Confirmation de la redynamisation du dialogue social et affirmation de grandes orientations qui restent à concrétiser, tel est le bilan provisoire du très stratégique conseil d’administration du Centre d’information et de documentation jeunesse (CIDJ) (voir notre article) qui s’est tenu le 19 décembre 2013. Debriefing avec Philippe Salles, directeur général arrivé le 5 août dernier.

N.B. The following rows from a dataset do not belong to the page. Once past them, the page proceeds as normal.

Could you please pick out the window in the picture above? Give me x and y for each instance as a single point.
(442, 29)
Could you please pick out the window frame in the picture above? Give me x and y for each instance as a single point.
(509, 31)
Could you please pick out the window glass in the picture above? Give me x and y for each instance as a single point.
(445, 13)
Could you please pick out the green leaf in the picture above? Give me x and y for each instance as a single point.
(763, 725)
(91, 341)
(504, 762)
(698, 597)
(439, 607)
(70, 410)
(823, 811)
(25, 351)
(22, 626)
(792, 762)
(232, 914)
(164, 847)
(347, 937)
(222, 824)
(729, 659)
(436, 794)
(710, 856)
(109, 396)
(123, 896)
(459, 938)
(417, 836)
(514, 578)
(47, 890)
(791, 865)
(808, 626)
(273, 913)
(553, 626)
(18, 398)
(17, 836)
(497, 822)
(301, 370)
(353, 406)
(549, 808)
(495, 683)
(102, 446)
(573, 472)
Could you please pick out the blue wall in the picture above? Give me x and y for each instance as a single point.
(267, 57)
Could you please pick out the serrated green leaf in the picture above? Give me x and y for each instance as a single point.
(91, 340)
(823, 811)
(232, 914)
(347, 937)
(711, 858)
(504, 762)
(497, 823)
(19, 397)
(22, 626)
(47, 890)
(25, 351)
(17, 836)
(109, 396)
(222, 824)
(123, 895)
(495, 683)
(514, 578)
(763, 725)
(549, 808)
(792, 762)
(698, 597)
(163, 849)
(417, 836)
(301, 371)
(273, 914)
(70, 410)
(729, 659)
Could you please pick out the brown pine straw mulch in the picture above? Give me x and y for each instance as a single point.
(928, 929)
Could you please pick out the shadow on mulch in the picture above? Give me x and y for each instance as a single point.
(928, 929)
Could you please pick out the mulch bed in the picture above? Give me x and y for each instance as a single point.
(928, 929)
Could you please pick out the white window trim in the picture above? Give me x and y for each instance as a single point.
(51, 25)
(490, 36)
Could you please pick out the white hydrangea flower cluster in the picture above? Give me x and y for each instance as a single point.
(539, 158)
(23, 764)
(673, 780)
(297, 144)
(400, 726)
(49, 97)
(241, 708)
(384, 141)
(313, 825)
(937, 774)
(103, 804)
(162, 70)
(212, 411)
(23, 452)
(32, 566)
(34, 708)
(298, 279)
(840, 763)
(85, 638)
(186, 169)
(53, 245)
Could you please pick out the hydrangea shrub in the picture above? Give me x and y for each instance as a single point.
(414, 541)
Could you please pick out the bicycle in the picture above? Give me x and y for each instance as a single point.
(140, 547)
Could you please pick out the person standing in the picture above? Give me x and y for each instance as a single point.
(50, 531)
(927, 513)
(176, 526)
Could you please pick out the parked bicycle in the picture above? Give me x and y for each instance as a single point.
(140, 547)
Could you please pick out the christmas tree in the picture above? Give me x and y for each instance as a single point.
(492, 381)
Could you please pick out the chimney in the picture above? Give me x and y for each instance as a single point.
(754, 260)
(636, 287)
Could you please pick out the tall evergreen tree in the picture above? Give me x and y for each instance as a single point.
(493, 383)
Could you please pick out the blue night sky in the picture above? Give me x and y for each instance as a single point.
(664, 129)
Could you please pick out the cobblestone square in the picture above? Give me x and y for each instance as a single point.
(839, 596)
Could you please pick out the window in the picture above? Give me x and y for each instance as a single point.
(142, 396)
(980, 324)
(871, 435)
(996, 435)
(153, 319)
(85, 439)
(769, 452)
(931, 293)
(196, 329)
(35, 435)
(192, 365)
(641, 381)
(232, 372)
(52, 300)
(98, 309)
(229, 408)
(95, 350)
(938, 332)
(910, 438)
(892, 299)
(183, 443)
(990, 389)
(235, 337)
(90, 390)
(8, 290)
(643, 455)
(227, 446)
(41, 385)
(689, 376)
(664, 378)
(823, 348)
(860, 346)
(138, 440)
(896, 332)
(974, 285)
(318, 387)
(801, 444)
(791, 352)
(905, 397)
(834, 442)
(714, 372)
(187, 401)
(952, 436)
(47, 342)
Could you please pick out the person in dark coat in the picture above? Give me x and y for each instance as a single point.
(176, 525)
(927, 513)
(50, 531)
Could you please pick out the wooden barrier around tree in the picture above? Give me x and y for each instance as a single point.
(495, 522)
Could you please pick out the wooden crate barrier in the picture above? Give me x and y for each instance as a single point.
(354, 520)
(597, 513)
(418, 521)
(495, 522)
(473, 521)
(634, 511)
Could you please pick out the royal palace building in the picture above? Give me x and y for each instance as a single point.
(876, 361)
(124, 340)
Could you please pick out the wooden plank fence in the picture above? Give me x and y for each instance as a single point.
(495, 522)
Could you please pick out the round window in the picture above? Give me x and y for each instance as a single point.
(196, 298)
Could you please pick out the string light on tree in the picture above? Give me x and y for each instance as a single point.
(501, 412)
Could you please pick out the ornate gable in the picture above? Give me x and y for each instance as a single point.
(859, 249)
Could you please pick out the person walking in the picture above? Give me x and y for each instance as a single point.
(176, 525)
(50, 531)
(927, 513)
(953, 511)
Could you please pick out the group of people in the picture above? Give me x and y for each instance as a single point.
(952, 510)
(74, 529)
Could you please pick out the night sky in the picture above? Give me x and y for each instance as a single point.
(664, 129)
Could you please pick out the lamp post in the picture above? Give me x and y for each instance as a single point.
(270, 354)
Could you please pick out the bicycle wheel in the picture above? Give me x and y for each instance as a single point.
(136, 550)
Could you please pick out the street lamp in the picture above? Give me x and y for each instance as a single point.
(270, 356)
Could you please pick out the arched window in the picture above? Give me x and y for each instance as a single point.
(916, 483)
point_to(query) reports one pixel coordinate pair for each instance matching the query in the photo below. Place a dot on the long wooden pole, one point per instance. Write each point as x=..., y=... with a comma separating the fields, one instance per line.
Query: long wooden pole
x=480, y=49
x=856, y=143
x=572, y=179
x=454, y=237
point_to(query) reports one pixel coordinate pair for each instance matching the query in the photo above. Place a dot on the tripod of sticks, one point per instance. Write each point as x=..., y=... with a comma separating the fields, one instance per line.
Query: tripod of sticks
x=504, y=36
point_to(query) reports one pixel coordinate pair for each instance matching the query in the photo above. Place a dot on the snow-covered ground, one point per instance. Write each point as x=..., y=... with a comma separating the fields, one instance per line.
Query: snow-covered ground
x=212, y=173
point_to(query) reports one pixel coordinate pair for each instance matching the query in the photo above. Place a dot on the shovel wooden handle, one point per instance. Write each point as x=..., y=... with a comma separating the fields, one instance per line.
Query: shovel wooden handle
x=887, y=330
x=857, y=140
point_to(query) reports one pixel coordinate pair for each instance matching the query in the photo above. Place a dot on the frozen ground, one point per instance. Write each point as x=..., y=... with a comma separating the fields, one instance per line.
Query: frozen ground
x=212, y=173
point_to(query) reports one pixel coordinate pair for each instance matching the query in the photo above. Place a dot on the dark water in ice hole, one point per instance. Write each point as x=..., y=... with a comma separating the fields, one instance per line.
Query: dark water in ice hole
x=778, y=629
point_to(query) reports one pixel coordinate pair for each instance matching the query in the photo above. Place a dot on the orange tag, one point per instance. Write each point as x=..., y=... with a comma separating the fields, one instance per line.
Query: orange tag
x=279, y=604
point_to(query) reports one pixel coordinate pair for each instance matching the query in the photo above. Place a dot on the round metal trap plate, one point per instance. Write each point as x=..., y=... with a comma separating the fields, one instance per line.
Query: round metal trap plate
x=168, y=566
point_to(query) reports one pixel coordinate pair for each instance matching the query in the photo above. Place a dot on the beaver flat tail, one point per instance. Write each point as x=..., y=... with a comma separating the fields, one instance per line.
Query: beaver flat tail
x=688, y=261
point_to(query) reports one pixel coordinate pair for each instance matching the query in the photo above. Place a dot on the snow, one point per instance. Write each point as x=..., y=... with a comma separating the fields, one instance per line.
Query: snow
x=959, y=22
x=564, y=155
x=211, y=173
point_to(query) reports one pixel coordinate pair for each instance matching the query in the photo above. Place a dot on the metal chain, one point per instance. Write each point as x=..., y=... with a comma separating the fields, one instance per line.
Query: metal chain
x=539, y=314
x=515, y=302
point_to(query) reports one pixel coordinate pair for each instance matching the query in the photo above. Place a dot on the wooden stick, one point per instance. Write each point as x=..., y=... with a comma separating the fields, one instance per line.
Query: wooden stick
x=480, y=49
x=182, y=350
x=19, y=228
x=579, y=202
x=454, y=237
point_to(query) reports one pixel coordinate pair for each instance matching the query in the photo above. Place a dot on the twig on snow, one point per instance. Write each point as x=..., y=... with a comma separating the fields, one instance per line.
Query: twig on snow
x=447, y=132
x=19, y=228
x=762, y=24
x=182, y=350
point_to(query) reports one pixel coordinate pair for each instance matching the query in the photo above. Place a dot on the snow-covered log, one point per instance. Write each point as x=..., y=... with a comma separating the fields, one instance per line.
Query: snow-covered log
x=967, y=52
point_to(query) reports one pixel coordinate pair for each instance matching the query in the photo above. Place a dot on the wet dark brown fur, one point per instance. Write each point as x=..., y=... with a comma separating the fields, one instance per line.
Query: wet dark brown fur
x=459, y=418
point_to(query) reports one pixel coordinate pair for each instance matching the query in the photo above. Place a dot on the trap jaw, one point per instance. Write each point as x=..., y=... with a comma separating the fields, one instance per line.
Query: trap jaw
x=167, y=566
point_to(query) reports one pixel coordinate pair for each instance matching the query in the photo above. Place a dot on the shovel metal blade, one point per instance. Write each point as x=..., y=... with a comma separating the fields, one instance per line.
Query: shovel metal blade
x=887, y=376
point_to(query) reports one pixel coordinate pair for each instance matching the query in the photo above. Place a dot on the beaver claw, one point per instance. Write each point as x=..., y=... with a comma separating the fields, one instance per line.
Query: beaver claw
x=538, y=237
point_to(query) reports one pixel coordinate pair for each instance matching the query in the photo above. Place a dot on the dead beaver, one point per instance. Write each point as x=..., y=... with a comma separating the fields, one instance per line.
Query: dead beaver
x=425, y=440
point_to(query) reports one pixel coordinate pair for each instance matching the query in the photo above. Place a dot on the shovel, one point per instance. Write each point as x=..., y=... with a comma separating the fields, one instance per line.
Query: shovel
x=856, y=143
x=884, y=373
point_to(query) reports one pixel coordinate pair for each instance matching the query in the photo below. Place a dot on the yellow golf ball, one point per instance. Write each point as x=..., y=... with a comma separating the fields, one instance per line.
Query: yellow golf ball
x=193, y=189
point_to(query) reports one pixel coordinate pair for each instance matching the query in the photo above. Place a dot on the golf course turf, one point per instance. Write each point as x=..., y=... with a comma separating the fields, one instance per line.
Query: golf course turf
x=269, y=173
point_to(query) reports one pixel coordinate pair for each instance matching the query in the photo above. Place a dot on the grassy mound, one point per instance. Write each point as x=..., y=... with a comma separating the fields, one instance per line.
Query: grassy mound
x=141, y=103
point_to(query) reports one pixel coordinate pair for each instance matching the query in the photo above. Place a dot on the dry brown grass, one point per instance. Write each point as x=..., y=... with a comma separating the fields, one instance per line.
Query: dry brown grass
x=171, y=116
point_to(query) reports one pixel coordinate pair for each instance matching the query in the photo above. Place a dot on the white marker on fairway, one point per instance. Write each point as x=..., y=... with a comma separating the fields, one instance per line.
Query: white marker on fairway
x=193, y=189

« Ma première priorité à mon arrivée était de conforter l’interne », rappelle Philippe Salles. Objectif : ré-inscrire l’organisme dans un projet collectif, étape indispensable alors que la mise en œuvre du nouveau projet est appelée à « bousculer un certain nombre de choses ». Répétant à l’envie sa satisfaction d’avoir obtenu un vote conjoint de la direction, des syndicats et des partenaires sociaux, le directeur général n’en est pas dupe pour autant : « ils sont d’accord sur le cap, après, on verra bien... » Une prudence qui va de pair avec la réalité du déficit structurel que subit le CIDJ. « Les fondamentaux ne sont pas mauvais, nous n’avons ni dette ni emprunt, mais nous produisons du déficit à hauteur de 300 à 400 000 euros par an, ce qui n’est pas supportable », explique-t-il. « Il faut donc toucher au modèle économique, trouver de nouvelles recettes et contenir les charges ». Se refusant pour l’heure à évoquer des licenciements, le directeur général espère visiblement préserver autant que possible la paix sociale retrouvée : « la tendance n’est pas bonne mais nous ne sommes pas dans une situation extrêmement critique, cela ne sert à rien de casser la boutique par des mesures trop radicales ». Reste qu’il en convient lui même, agir sur les curseurs du tendanciel s’annonce délicat : « il va falloir négocier en interne : à quoi touche-t-on, à quel niveau, à quelle hauteur ? »

Quatre axes stratégiques

Pour l’heure, seule une feuille de route approuvée par l’ensemble du conseil d’administration indique les axes stratégiques à traduire dans le plan d’action 2014-2016, qui reste à bâtir d’ici au printemps prochain. Le premier axe touchait à la survie même du CIDJ en tant que structure unique. Au vu des récentes rumeurs de partition entre une structure CRIJ Île-de-France calquée le modèle régional et une structure de production nationale pour le réseau, « ce n’était pas évident », rappelle Philippe Salles : « nous avons démontré par A+B que cette partition n’était pas viable dans la mesure où on allait, d’une part, créer une structure pour laquelle ni la ville de Paris ni la Région n’étaient prêtes à s’engager et, d’autre part, laisser flotter une structure de production sur le marché concurrentiel sans viabilité économique puisqu’on allait perdre en masse critique et en synergies ». De la structure unique dépend le deuxième axe, dédié au renforcement et au développement de l’offre de services. Assumant l’ambition de « proposer des services packagés, avec aussi bien de l’édition, du print, du numérique que de l’événementiel », le CIDJ intégré entend décupler son offre aux collectivités, entreprises et branches professionnelles. Conscient de se trouver là sur un marché concurrentiel, la structure s’est efforcée de travailler son positionnement à travers une réflexion sur son identité : « qu’est-ce qui nous différencie d’une Mission locale, d’un CIO ou de Pôle emploi ? » Pour le CIDJ, la réponse passe notamment par des logiques de parcours accompagnés qui s’intéresseront aux niches « peu ou pas couvertes » par les partenaires naturels de la structure. Ainsi de l’accès aux droits sociaux [1], d’un pôle Initiatives consacré à l’entrepreneuriat des jeunes et à la création d’activités et d’un service de conseil à la mobilité internationale européenne.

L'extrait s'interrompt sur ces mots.